Exploring Learned Representations of Neural Networks with Principal Component Analysis
This work addresses the problem of understanding feature representations in deep neural networks for researchers in explainable AI, but it is incremental as it applies existing methods to new data.
The study used principal component analysis to analyze learned representations in a ResNet-18 trained on CIFAR-10, finding that as little as 20% of feature-space variance in some layers suffices for high-accuracy classification and that the first ~100 principal components determine classifier performance.

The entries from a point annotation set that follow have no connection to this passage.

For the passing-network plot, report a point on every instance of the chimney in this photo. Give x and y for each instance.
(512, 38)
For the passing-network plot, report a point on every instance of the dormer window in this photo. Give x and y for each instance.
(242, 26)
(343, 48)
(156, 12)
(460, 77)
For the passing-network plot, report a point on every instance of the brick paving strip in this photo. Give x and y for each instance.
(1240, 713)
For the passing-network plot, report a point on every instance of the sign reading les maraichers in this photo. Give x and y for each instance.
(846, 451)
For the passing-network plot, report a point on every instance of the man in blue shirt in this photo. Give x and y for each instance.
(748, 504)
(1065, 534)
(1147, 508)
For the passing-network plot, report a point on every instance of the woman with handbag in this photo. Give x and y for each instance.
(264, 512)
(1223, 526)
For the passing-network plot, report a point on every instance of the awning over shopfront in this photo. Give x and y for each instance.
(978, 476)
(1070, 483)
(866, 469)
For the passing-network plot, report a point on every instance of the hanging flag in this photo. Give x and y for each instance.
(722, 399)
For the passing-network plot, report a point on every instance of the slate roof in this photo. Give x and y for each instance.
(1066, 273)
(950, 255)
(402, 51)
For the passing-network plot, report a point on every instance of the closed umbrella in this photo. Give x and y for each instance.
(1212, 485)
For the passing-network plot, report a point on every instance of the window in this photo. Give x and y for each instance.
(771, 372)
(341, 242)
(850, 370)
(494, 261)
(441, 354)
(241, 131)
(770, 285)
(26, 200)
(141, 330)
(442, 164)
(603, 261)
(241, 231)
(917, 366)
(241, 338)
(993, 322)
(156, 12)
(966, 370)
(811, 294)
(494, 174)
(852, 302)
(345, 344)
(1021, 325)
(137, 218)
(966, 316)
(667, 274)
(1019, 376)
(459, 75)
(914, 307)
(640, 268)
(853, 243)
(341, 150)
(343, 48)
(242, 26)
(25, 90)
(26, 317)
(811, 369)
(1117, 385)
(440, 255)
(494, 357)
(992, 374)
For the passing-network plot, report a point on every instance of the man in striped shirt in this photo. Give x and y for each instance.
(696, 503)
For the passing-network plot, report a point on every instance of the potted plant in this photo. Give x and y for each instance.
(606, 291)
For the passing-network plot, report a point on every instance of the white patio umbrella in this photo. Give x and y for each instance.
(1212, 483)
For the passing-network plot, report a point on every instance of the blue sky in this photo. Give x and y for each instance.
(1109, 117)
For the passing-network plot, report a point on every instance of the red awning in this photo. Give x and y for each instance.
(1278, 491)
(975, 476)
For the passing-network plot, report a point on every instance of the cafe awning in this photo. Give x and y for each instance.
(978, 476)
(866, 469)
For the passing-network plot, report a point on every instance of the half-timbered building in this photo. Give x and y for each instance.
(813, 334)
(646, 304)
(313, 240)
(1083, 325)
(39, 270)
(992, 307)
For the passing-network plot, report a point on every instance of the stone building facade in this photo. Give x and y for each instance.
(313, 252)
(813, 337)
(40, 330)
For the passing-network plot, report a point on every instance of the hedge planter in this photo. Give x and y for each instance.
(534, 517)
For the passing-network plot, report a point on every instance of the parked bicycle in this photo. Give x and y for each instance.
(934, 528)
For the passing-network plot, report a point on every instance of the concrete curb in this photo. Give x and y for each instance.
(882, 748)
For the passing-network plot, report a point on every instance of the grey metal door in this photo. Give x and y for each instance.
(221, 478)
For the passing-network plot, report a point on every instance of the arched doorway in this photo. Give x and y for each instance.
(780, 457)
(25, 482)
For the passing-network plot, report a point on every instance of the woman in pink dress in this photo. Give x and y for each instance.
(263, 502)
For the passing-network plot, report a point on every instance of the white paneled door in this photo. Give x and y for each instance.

Understanding feature representation for deep neural networks (DNNs) remains an open question within the general field of explainable AI. We use principal component analysis (PCA) to study the performance of a k-nearest neighbors classifier (k-NN), nearest class-centers classifier (NCC), and support vector machines on the learned layer-wise representations of a ResNet-18 trained on CIFAR-10. We show that in certain layers, as little as 20% of the intermediate feature-space variance is necessary for high-accuracy classification and that across all layers, the first ~100 PCs completely determine the performance of the k-NN and NCC classifiers. We relate our findings to neural collapse and provide partial evidence for the related phenomenon of intermediate neural collapse. Our preliminary work provides three distinct yet interpretable surrogate models for feature representation with an affine linear model the best performing. We also show that leveraging several surrogate models affords us a clever method to estimate where neural collapse may initially occur within the DNN.